Almost every measurement has a "where" attached to it. The Census collects data from households, the where being the household address, environmental samples are collected from a specific site and geological samples taken from a drill hole have a position in three dimensions.
To a statistician these spatial aspects can be critical, not only in understanding the data, but to collecting good data in the first place. The obvious reason is that the positions themselves may be of interest. For example, if monitoring for pollution the spatial element is critical when relating back to potential sources. A less obvious reason is that samples close together in space are likely to be similar to each other, affecting the information content and what inferences can be made. This means that even something as ordinary as a political poll can be made more efficient if spatial relationships are considered.
Telephone surveys often use a randomly selected sample from a listing of telephone numbers in the area of interest (often an electorate or suburb) with no further consideration of the spatial aspect of the sample. However, people who live close to each other will face the same local issues and are likely to provide similar responses. People who live further apart will face different issues and therefore provide different information. For example, if you ask three people in the same street about the state of footpaths, you are likely to get three similar answers and asking a fourth person from that street is unlikely to provide new information. If you instead ask a fourth person from several streets away, you may get a very different answer - which provides you with information on the variation within that suburb. In a statistical sense, more information is obtained by surveying the people who live further apart from each other.
This can be built into sophisticated sample designs. A simple way is to break up the original listing into smaller geographical areas, such as Census Collection Districts, and ensure that sampled households are spread across all areas. Alternatively, a systematic procedure can be used to force sampling points apart, increasing the statistical value of the information collected and obtaining a similar precision from a smaller sample. Data Analysis Australia assisted in the design of the Household, Income and Labour Dynamics in Australia survey, one of the biggest survey projects in Australia, by ensuring a reasonable physical spacing between clusters of households. To achieve the same precision by increasing the sample size would have cost millions of dollars more.
Once the data is collected, there are several analytical techniques, which come under the heading of 'geostatistics', that can be used to examine spatial relationships. These measure the strength and extent of spatial relationships, and form a logical framework for interpolation and understanding.
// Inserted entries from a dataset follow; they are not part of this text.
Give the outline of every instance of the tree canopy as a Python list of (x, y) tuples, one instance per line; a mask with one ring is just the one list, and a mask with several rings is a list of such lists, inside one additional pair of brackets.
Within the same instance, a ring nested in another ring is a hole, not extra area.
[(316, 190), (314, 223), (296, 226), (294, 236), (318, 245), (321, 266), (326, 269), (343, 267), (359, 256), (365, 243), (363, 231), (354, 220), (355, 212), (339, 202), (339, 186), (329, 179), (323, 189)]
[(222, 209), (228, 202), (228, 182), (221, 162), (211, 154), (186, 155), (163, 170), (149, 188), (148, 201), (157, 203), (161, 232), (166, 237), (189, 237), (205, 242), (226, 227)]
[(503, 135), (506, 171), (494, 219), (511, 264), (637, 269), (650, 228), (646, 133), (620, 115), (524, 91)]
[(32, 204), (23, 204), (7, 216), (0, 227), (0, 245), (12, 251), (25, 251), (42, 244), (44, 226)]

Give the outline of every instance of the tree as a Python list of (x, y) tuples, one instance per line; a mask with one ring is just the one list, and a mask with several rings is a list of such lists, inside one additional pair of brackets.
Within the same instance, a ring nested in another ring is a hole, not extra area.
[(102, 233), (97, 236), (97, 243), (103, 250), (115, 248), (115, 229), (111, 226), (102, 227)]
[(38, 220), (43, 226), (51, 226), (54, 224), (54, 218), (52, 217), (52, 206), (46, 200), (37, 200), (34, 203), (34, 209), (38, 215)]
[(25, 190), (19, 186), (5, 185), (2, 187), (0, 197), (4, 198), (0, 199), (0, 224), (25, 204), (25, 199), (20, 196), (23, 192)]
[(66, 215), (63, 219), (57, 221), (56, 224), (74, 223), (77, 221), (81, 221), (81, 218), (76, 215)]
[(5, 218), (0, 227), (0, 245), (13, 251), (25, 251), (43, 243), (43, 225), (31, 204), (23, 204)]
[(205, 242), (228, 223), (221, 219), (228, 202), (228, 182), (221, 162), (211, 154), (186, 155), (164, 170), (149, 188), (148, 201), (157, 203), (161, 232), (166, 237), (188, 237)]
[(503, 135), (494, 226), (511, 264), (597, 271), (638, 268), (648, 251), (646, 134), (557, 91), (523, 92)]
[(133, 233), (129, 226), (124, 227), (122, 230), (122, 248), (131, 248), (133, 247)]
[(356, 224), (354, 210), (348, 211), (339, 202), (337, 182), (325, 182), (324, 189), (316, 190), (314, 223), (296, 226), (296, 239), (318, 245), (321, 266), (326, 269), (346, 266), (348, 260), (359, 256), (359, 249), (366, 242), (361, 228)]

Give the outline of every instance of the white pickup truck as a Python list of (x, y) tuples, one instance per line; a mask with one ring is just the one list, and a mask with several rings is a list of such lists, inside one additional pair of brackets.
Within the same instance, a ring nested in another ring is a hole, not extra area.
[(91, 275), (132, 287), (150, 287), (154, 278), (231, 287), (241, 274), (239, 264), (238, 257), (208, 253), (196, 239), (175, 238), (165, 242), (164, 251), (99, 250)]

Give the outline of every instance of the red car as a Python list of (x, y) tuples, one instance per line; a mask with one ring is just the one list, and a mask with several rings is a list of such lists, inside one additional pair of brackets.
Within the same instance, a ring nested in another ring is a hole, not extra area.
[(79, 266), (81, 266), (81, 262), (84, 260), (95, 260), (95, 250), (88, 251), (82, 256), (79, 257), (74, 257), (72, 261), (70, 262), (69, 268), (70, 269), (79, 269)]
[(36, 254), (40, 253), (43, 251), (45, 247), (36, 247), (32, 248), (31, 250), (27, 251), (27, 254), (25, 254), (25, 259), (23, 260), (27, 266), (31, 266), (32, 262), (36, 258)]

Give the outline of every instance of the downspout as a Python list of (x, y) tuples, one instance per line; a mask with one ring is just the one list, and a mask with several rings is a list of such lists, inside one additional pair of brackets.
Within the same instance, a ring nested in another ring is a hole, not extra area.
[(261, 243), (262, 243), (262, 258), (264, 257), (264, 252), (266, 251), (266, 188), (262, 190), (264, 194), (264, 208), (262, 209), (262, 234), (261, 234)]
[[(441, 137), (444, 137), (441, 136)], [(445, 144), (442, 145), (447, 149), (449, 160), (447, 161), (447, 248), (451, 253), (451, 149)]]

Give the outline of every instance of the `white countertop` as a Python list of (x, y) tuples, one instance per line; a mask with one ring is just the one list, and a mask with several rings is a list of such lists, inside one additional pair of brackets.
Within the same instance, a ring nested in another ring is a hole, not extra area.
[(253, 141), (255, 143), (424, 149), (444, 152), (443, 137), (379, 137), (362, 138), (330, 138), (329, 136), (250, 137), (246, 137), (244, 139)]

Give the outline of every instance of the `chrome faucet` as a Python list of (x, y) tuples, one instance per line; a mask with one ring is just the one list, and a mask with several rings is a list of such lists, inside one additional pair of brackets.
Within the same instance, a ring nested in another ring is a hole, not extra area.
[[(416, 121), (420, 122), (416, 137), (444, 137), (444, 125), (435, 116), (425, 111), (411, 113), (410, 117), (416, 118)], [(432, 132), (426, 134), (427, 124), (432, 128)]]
Data Analysis Australia recently used geostatistical techniques in this way for the analysis of biological communities in Cockburn Sound, identifying areas of high and low diversity as illustrated on the right.
We have also used geostatistics to gain an understanding of the accuracy of emissions measurements collected from an industrial plant. While this involved analysing temporal relationships, to a mathematician time is simply another dimension of the data, and the same techniques can be applied. The results of this analysis have allowed informed decisions as to the most appropriate way to measure changes in emissions over time.